I likewise appreciate your compassionate, conscious approach to eating!
Peter
Hi Peter-
ReplyDeleteOne of Lierre Keith's key points - and I think you would get a lot from reading her book - is that there is no one size fits all answer to "what is the responsible thing to eat." Much depends on where one lives. Organic and vegetarian is not a universal solution, for reasons she and the Weston Price folks go into in great detail. Personally I could be happy as a clam on a lifetime diet of South Indian vegetarian food, but it isn't healthy and not what our bodies are designed to eat. The evidence against grain-based diets and vegetarianism is compelling to me and I say this as someone who truly doesn't crave meat and could quite easily get by without eating it if I thought it was the right choice.
Gary Snyder addresses the population issue earlier in the same essay I quoted in my post (p. 177 of "The Practice of the Wild"):
"There are criteria for discussing the carrying capacity of the planet. Proposing an ecologically optimal number of humans is not an automatic demand that some be killed or that abortion become mandatory, as some people seem to think.

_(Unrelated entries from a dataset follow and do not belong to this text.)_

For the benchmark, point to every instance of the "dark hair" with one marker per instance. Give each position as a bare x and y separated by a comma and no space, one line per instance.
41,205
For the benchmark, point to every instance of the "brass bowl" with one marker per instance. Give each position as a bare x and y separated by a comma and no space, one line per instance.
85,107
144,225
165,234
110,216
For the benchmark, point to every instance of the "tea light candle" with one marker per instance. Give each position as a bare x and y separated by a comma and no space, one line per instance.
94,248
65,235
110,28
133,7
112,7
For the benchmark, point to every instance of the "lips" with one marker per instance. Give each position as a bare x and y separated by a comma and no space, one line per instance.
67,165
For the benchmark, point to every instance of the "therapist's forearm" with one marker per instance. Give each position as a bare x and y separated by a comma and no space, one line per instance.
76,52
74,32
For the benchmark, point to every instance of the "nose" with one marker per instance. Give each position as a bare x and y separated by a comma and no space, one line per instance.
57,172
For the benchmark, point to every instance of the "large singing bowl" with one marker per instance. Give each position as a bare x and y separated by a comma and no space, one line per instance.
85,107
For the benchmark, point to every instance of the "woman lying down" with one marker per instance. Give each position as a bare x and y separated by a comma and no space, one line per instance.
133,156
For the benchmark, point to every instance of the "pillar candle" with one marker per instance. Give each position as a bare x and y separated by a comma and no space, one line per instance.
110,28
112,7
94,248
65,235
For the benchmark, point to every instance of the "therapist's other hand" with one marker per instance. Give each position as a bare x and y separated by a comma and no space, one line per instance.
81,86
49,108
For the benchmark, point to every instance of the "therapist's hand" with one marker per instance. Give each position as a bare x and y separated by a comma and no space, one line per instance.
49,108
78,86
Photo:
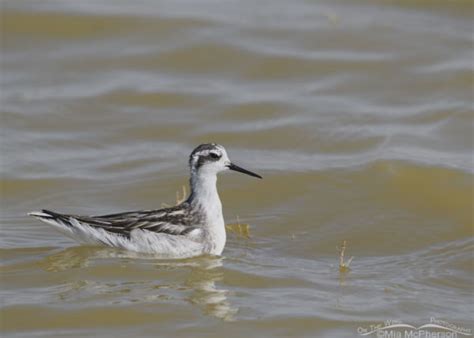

It is a proposal for discussion. If acted on, the reduction in numbers would be accomplished by a lower birthrate over decades or even centuries. I once speculated that 10 percent of the world's current (1990) population of five plus billion might be a target to aim for, one that would guarantee space and habitat for all, including wildlife. My figure has been quotes with a certain disbelief - citing my "obsession with wildnerness." Population was 10 percent of what it is now about the year 1650! At that time the 550 million or so souls on earth were living in the presence of great arthitecture, art, and literature and debating long-established philosophies and religions - the same ones we are still grappling with."
The huge increase in population we've had since about 1950 is almost entirely due to petrochemically "juiced" agriculture since WWII. Again Keith and others go into the numbers so I won't go into this at length, but bottom line is it looks to me like the planet will get to somehting like Snyder's optimal numbers (the same as Keith's) eventually anyway, albeit with incalculable suffering and catastrophe along the way.
No we're not going to see a return to hunter/gatherer lifestyles, but without a recognition of the depth of the mess we've made for ourselves we're in no position to plan for a better future. "Sustainable organic agriculture" needs to be seen for the oxymoron that it is. More profoundly, we ought to be able to talk seriously about plans for reducing human population on the scale Snyder and Keith are talking about out of a love for the vast number of species that our numbers continue to render extinct, the vanishing forests, polluted and decimated oceans, on and on. In light of those realities I think that the radicalism of folks like Keith and, more articulately, Derrick Jensen and other "anarcho primitives" looks more and more like plain common sense given the predicament our planet is in. In that context one sees pretty quickly how ludicrous it is to think that individual dietary choices we might make are going to make a meaniungful difference in saving or damning the planet.